Keywords: Glioblastoma multiforme, intensity-modulated radiotherapy, subventricular zone


How to cite this article:
Haneefa A, Dusane RR, Saluja V, Sridhar C R. Retrospective analysis of patients of glioblastoma multiforme treated with stem cell sparing intensity-modulated radiation therapy and nonstem cell sparing three-dimensional conformal radiation therapy: A single-institution experience. J Radiat Cancer Res 2018;9:114-8

How to cite this URL:
Haneefa A, Dusane RR, Saluja V, Sridhar C R. Retrospective analysis of patients of glioblastoma multiforme treated with stem cell sparing intensity-modulated radiation therapy and nonstem cell sparing three-dimensional conformal radiation therapy: A single-institution experience. J Radiat Cancer Res [serial online] 2018 [cited 2018 Dec 14];9:114-8. Available from: http://www.journalrcr.org/text.asp?2018/9/3/114/242365


  Introduction Top


Glioblastoma multiforme (GBM) is a common intracranial neoplasm with a very poor prognosis.
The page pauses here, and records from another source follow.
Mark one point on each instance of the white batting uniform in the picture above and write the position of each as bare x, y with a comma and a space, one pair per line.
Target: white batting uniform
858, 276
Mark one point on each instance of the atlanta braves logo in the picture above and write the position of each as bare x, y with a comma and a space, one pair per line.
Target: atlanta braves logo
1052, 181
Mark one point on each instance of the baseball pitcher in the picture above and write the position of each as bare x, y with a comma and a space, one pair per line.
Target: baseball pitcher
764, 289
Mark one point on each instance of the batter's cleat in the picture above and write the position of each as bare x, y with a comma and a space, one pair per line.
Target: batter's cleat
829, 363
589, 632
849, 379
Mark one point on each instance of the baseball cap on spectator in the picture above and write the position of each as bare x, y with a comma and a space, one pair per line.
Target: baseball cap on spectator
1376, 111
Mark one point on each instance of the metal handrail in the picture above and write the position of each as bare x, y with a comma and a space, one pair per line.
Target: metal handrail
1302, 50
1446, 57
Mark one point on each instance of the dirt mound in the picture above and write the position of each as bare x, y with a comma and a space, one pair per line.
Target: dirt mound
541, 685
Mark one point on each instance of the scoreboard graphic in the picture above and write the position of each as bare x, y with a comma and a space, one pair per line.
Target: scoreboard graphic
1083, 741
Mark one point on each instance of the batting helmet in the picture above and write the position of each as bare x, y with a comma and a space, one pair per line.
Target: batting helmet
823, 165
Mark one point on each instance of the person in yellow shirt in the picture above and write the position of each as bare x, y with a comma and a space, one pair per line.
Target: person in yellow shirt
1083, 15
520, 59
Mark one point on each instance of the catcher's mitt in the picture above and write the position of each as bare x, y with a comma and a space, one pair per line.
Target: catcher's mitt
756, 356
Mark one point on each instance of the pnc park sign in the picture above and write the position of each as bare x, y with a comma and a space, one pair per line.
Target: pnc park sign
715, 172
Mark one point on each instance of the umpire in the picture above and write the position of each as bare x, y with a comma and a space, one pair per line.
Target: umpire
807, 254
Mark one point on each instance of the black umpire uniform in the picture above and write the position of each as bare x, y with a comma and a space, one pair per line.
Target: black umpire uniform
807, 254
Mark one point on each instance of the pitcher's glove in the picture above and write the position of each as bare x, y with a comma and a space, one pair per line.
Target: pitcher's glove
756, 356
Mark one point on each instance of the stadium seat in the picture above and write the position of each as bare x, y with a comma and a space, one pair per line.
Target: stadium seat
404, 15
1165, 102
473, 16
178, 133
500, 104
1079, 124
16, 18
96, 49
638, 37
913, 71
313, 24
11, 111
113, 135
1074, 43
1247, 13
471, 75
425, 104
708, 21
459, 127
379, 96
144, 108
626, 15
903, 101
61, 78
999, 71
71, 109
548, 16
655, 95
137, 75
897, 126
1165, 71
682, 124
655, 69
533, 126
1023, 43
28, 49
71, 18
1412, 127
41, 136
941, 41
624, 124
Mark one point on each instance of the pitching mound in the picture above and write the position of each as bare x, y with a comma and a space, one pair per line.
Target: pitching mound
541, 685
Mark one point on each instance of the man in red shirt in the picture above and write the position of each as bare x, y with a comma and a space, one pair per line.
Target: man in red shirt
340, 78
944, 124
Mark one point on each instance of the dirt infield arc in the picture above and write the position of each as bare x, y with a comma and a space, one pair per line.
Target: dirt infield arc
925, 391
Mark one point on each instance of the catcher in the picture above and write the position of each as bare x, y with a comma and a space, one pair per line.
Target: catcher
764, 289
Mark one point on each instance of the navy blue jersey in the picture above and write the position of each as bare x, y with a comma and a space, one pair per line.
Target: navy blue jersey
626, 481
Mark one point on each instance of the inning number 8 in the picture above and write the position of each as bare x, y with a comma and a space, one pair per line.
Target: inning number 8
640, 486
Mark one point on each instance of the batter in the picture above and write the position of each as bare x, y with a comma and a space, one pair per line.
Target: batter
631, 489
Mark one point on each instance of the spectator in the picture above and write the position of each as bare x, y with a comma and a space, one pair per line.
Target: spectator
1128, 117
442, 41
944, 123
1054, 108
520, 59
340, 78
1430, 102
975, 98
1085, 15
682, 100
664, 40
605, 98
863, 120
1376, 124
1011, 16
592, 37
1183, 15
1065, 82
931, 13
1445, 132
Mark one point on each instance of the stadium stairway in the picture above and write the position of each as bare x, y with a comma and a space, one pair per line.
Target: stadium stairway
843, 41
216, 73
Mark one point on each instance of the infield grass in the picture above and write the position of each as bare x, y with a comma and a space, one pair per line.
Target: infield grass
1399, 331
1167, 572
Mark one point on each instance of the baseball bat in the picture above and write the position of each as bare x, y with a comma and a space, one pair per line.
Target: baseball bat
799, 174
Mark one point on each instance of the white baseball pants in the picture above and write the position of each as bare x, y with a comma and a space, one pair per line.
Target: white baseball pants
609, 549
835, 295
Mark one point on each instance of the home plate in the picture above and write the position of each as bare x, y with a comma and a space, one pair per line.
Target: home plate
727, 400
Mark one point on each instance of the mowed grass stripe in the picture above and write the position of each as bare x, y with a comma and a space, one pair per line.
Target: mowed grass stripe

Radiotherapy (RT) alone with different fractionation schedules and dose escalation has not improved overall survival. Addition of temozolomide to radiation therapy of GBM has radically increased survival. The subset of patients with epigenetic silencing through methylation of the promoter gene which metabolizes temozolomide (0–6 methylgaunine DNA Methyltransference [MGMT]), shows a survival of 46% at 2 years.[1] The flip slide of increased survival is the appearance of delayed toxicity due to radiation, the most bothersome of which is neurocognitive decline. Gliomas constitute the most common intracranial tumors. GBM continues to be a challenging neoplasm. Recent advances in delivery of radiation therapy like intensity-modulated radiation therapy (IMRT) have not shown any discernible improvement in survival. IMRT, however, has the potential to redistribute radiation such that more homogeneous dose delivered to tumor while reducing radiation dose to organs at risk (OARs). The overall survival following temozolomide with radiation therapy is now around 14–16 months with a 2-year survival of 26%.[2]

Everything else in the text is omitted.